Son taşkının ardından sistem elden geçirilerek yenilenmiş, daha sonraki yıllarda sorun yaşanmamıştır.
Mühendis Eugène Belgrand, bu konuda Haussmann'ın en önemli yardımcısıdır.
Belgrand, bugün uzunluğu yüzlerce kilometreyi bulan kanalizasyon ve su tasfiye kanallarını Paris'e kazandırmıştır.
Ayrıca uzunluğu 600 kilometreyi bulan içme suyu hattına imza atmıştır.

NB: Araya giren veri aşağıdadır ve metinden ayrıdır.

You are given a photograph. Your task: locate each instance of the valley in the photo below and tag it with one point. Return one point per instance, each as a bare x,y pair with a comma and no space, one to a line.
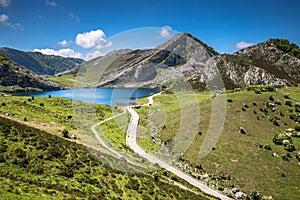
226,122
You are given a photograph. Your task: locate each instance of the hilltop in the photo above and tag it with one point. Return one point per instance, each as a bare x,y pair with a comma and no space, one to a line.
185,58
40,63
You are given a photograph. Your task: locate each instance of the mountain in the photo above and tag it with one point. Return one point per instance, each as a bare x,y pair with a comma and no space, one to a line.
40,63
180,57
15,78
184,58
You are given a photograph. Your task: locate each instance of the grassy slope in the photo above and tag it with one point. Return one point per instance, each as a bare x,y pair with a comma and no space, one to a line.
65,79
46,170
249,166
38,165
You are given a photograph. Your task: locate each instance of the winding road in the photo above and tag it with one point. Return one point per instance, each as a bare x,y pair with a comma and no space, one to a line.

Haussmann'ın Yeni Paris'i kurma projesine dönemin Fransa hükümeti 2 milyar 115 milyon Frank harcamıştır.
Haussmann, masrafları karşılamak için ise 1853'de başlayarak 1869 yılına kadar 232 milyon Frank vergi toplamayı başarmıştır.
Yeni Paris projesine yönelik tepkiler 1870 yılına gelindiğinde üst düzeye çıkmıştı.
Belediyenin yıllık bütçesinin 2 katına ulaşan harcamaların yükü kaldırılamaz hale gelmişti.
Ayrıca kentin daha geniş bir coğrafya üzerine yayılması, bazı bölgelerin çok değer kazanması, ortaya çıkan ranttan faydalanan kesimi büyütmüş, spekülasyon iddiaları tüm ülkeye yayılmıştır.
Kamuoyunda artan tepkilerden bunalan hükümet, muhalefetin Paris projeleriyle ilgili olarak mecliste araştırma yapılmasını istemesi üzerine, Haussmann'ı görevinden almıştır.
Haussmann'ın sonunu hazırlayan önemli nedenlerden biri de Yeni Paris projesini Fransa'nın tüm büyük kentlerine yayma ısrarı olmuştur.
Görevden alınana kadar yüzde 65'ni tamamladığı Yeni Paris projesi Haussmann'ı sadece ülke ve dünya tarihine kaydetmekle kalmamış, büyük sevinçler de yaşatmıştır.
Örneğin, 1867'de Güzel Sanatlar Akademisi üyeliğine seçilmiş, yine aynı yıl İmparator 3. Napolyon tarafından Baron unvanı verilmiştir.
Görevden alındıktan sonra, bazı bankaların ve büyük kuruluşların yöneticiliğini yapan Baron Haussmann, 1877'de Korsika Milletvekili seçildi.
Bu görevini 1881'e kadar sürdüren Haussmann, yıkılmasına izin verdiği doğduğu evin bulunduğu sokakta yapılan bir binada, 1891 yılında hayata veda etti.
*Bu makalede yer alan fikirler yazara aittir ve Independent Türkçe'nin editöryal politikasını yansıtmayabilir.